Comments on Threading from Wayne Davison

This was posted to the bizarchive list by Pope Clifton.

Newsgroups: news.software.readers
Subject: Re: RFC 1036 question: References line
From: [email protected] (Wayne Davison)
Date: Fri, 7 Jan 1994 20:38:13 GMT
Organization: Borland International

According to Stefan Kurth <[email protected]>:
> Can I count on the References line not to have "holes" in it? I mean,
> if I have this thread:
>       [1]---[2]---[3]---[4],
> is it possible that article 4's References line contains only the
> message IDs of articles 1 and 3?

Not only can you NOT count on it to not have holes, you have to plan
on it sometimes (a) being partially or fully reversed (b) having
duplicate entries (c) referencing itself (d) having gaps (e) having
an entirely random order from all over the thread and (f) being
completely bogus.

> RFC 1036 says one can shorten the References line if it gets too long,
> but it doesn't say that one has to cut from the left side only.

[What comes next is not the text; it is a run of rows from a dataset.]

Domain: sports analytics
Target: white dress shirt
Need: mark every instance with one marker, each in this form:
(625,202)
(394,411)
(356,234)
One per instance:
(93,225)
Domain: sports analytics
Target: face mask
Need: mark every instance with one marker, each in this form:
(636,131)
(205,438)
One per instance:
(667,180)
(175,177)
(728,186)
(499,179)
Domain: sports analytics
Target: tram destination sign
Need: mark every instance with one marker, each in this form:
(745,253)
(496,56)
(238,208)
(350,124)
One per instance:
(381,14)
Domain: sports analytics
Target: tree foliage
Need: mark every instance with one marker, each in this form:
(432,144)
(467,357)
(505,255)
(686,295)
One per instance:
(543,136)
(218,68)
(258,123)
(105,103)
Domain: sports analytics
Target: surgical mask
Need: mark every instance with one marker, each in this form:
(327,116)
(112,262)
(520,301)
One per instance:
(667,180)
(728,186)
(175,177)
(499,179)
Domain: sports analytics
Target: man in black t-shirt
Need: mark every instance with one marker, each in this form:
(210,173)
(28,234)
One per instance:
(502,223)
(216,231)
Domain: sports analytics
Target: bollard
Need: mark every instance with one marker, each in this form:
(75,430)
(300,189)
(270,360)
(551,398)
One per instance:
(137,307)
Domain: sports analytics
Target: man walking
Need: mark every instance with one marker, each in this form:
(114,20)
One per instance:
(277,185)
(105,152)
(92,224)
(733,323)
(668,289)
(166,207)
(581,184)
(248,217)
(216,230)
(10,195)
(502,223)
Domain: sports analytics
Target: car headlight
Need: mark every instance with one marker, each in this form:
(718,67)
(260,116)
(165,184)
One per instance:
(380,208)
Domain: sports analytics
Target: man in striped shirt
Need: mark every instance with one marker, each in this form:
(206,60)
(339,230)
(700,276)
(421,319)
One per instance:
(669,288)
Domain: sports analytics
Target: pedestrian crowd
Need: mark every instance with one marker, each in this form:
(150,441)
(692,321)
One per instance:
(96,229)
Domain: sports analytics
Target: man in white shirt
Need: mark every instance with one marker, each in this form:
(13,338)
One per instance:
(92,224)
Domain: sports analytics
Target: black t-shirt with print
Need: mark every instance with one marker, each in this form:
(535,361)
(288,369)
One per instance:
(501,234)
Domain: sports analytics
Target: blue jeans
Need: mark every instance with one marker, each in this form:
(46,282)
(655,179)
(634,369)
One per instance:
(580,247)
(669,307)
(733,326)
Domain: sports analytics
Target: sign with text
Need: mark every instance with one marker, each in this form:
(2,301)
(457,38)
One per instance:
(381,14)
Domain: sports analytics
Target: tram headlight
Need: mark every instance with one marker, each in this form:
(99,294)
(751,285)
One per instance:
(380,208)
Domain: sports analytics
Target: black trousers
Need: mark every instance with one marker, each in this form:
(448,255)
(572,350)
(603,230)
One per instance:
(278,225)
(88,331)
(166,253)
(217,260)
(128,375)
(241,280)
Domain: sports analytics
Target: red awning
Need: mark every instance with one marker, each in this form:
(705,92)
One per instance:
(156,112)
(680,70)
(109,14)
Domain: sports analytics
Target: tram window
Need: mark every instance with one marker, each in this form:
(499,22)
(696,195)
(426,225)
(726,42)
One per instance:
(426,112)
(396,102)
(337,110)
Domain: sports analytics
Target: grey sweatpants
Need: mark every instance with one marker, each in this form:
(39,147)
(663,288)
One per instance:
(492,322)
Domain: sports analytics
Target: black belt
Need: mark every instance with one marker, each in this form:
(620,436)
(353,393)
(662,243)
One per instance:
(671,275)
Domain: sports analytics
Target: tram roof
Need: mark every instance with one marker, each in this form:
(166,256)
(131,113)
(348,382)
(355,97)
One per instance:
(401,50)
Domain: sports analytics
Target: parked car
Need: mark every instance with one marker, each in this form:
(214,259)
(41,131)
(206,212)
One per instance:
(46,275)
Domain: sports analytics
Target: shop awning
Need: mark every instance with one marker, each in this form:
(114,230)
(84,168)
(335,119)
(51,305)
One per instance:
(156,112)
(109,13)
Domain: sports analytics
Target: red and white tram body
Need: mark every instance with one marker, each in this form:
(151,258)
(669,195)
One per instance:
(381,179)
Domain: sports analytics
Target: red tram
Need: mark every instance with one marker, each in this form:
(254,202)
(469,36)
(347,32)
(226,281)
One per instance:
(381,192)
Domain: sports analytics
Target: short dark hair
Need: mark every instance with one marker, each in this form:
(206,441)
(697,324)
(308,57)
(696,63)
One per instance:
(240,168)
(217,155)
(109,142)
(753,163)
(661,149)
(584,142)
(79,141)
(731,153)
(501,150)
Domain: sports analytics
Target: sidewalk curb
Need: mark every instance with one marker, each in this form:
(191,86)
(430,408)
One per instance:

Modern thought is that the first reference should be preserved in a
(possibly vain) attempt to keep the root of the thread around. (No
one (that I know of, at least) attempts to take advantage of this
yet, because it is too random to be useful, however it may prove
useful sometime in the future.)  This makes it very likely that you
will encounter the above References as [1]--[3]--[4]--[5] in a
future article.

> How do other newsreaders deal with this?

Here's what trn does:

It first checks if the article that we are threading already exists as
a dummy article in the article tree (which often happens when news
arrives out of order).  If so, we trust the References in this older
article more than the article that dummied it up, so we cut it out of
the tree (bringing its children along for the ride) and remove any
non-shared dummy parent articles upward in a loop.  Now we thread
it just as if it were a non-dummied article.

To thread the article, we start with the last reference on the References
line and look it up in a hash table.  If it doesn't exist we create a
dummy article for that message-id and proceed to the previous reference.
If at any point in the reference-search we bump into a pre-existing (real
or dummy) article (ignoring references to the article itself and references
listed more than once on the line) we consider the search complete.  If
at any point we encounter bogus information on the References line we
give up and assume the rest is trashed.  Note that trn uses a lax
algorithm for valid message-ids that makes provisions for people having
globally replaced the '>' character with all sorts of other citation
characters (ARRRGH), so it allows things like  <[email protected]|
to be processed as if the '|' were a '>'.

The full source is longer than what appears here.